The practical advice, report chrF before BLEU, is one line of code apart. sacrebleu computes both with comparable, shareable settings, and COMET adds a learned score where a model covers the language:
# pip install sacrebleu unbabel-comet
import sacrebleu
hypotheses = ["Asibitin yana budewa da karfe takwas na safe."]
references = [["Asibitin yana budewa da karfe takwas da safe."]] # list per hyp
chrf = sacrebleu.corpus_chrf(hypotheses, references)
bleu = sacrebleu.corpus_bleu(hypotheses, references)
print(f"chrF2: {chrf.score:.2f}") # report this first for African languages
print(f"BLEU: {bleu.score:.2f}") # report alongside, read with caution
# Learned metric: only meaningful if the model covers the language.

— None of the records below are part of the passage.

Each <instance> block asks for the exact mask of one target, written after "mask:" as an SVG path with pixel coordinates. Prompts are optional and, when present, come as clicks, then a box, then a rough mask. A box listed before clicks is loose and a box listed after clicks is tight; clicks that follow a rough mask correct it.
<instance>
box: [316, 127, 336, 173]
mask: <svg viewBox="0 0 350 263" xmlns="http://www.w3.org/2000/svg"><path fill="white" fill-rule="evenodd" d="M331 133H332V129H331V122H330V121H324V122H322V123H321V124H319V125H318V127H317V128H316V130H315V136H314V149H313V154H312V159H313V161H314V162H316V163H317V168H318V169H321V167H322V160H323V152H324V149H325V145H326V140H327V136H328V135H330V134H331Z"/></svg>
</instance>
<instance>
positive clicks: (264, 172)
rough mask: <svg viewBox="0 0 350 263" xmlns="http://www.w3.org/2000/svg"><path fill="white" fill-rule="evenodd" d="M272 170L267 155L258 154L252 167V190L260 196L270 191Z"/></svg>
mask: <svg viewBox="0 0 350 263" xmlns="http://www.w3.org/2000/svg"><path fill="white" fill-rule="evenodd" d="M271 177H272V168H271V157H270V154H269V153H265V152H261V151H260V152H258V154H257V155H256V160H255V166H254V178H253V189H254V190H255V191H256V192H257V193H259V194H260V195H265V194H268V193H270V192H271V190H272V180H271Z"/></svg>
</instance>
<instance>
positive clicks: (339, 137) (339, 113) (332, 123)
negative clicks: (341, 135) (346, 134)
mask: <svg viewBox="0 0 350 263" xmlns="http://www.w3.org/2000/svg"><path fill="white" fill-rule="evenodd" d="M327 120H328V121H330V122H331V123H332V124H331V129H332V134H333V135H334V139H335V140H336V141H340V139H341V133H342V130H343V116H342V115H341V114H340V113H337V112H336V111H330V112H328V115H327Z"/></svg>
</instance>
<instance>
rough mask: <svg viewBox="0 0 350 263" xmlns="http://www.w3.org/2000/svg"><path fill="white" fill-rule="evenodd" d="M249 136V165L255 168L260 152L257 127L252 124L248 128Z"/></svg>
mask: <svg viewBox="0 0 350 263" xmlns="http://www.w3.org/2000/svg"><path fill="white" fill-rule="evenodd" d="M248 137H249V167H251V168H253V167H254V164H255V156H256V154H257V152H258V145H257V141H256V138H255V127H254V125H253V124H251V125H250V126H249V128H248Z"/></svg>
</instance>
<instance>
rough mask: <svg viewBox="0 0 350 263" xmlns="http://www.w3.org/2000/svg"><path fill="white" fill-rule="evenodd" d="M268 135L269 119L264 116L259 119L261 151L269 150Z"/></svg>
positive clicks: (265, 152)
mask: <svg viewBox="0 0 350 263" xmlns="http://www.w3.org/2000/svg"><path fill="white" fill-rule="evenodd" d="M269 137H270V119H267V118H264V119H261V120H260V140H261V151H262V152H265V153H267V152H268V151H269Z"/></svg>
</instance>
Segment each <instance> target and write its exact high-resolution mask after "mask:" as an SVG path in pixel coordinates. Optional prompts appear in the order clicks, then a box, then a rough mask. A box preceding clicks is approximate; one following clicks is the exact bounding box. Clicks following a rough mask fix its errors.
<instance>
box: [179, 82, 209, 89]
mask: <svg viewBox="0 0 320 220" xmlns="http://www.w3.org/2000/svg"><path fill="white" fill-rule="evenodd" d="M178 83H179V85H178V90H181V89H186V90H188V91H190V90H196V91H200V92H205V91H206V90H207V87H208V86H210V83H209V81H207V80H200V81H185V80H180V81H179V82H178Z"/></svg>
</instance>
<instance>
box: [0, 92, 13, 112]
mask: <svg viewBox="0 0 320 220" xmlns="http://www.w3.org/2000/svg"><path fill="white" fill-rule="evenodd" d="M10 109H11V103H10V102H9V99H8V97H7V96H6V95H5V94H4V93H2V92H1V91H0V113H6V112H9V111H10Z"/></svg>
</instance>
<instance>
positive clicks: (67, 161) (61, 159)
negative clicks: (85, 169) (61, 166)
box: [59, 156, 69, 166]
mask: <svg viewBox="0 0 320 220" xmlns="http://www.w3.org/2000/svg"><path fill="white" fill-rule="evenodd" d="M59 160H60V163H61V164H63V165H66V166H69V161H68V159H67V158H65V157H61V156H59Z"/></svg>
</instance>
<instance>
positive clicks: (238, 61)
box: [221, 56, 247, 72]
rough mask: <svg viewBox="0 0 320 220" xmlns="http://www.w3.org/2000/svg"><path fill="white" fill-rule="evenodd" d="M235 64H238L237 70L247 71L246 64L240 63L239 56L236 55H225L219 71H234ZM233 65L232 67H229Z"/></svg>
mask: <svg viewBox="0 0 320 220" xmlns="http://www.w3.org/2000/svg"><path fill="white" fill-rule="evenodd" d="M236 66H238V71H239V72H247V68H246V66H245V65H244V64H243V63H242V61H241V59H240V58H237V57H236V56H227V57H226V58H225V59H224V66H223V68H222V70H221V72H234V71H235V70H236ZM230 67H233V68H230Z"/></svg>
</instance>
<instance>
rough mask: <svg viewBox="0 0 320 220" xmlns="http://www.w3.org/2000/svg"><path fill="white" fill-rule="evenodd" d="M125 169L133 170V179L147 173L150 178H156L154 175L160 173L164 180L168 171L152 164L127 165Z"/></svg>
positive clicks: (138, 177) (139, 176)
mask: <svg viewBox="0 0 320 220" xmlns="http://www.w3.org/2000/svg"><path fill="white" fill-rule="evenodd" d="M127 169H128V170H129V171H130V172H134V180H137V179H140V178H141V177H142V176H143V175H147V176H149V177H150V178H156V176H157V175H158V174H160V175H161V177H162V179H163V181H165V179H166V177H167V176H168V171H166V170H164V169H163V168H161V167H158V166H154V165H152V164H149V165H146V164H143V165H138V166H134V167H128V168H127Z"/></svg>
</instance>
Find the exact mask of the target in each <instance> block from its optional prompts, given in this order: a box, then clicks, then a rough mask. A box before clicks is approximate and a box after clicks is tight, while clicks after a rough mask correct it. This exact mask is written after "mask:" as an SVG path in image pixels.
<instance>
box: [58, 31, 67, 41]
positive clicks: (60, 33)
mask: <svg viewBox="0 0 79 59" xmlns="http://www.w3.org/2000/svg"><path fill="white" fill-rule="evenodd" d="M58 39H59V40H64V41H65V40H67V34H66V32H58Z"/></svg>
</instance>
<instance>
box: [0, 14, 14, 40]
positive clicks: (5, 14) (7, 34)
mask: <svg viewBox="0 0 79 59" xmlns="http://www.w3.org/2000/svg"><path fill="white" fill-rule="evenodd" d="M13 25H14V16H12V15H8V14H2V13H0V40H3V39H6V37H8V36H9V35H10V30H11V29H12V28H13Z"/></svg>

# SSA-COMET is tuned for under-resourced African languages.
from comet import download_model, load_from_checkpoint
model = load_from_checkpoint(download_model("masakhane/ssa-comet"))
data = [{"src": "The clinic opens at eight in the morning.",
"mt": hypotheses[0],
"ref": references[0][0]}]
print(f"SSA-COMET: {model.predict(data, gpus=0).system_score:.3f}")

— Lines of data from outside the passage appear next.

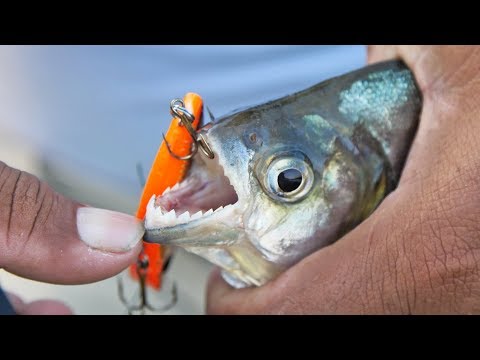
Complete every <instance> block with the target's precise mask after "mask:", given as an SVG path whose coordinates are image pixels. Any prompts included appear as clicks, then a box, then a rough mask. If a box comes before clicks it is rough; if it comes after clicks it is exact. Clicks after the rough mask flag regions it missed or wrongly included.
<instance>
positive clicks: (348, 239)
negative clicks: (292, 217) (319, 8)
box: [207, 46, 480, 314]
mask: <svg viewBox="0 0 480 360" xmlns="http://www.w3.org/2000/svg"><path fill="white" fill-rule="evenodd" d="M479 50H480V49H479V48H478V47H473V46H463V47H462V46H452V47H449V46H432V47H424V46H391V47H387V46H375V47H370V48H369V53H368V55H369V62H370V63H376V62H379V61H384V60H387V59H392V58H400V59H402V60H403V61H404V62H405V63H406V64H407V66H408V67H409V68H410V69H411V70H412V71H413V74H414V76H415V78H416V81H417V83H418V86H419V88H420V90H421V92H422V95H423V106H422V113H421V117H420V123H419V127H418V131H417V133H416V136H415V139H414V141H413V144H412V146H411V148H410V151H409V154H408V158H407V161H406V163H405V167H404V168H403V172H402V175H401V178H400V181H399V184H398V187H397V188H396V189H395V190H394V191H393V192H391V193H390V194H389V195H388V196H387V197H386V198H385V199H384V200H383V201H382V202H381V203H380V205H379V206H378V208H376V210H375V211H374V212H373V213H372V214H371V215H370V216H369V217H368V218H367V219H366V220H365V221H363V222H362V223H361V224H360V225H358V226H357V227H355V228H354V229H353V230H352V231H350V232H348V233H347V234H346V235H345V236H343V237H342V238H341V239H340V240H338V241H336V242H335V243H333V244H332V245H330V246H326V247H323V248H322V249H320V250H318V251H316V252H314V253H313V254H311V255H309V256H308V257H306V258H304V259H303V260H301V261H300V262H298V263H297V264H295V265H294V266H292V267H290V268H289V269H287V270H286V271H284V272H282V273H281V274H280V275H279V276H278V277H276V278H275V279H273V280H271V281H269V282H267V283H266V284H264V285H262V286H260V287H249V288H244V289H234V288H232V287H231V286H229V285H228V284H227V283H226V282H224V281H223V280H222V278H221V276H220V272H219V271H216V272H214V274H212V277H211V279H210V283H209V288H208V294H207V312H208V313H210V314H236V313H240V314H250V313H254V314H259V313H260V314H315V313H340V314H347V313H355V314H358V313H369V314H372V313H373V314H377V313H387V314H405V313H412V314H420V313H429V314H432V313H478V312H479V311H480V296H479V295H478V294H479V290H480V270H479V269H480V266H479V265H480V264H479V262H478V261H479V260H478V259H479V258H480V253H479V250H478V249H479V248H480V247H479V245H480V227H479V225H478V224H480V185H479V182H478V179H479V178H480V162H479V161H480V158H479V155H478V154H480V141H478V138H479V137H478V134H480V121H478V117H479V116H480V105H479V103H478V94H480V74H478V71H477V70H478V69H477V68H478V66H477V64H478V63H479V61H480V51H479Z"/></svg>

Reporting chrF first is the deliberate choice this section argues for: it reflects the character-level morphology that BLEU's word matching misses across most of the continent (Popović, 2015). The learned score is the strongest signal when it is available, but only when the model has genuinely seen the language, which is exactly the gap SSA-COMET set out to close (SSA-COMET, 2025). Where no metric covers a language, none of these numbers replaces a native speaker reading the output.
License and release responsibly
A translation dataset is only useful to others if they can find it and are allowed to use it, and only safe to release if it does not expose the people in it. Publish under a clear licence chosen on purpose, whether a Creative Commons licence or one of the African community licences such as NOODL or Esethu that keep benefit with the source community (see Data Governance). Release it where the community will find it, such as Hugging Face, Zenodo, or the Lanfrica catalogue. And attend to the ethics. Get consent for any human-produced translations, avoid training on machine-translated text that will quietly degrade the next model, and remember that a translation system carries representational weight, because the words it normalises become, for many users, the language itself.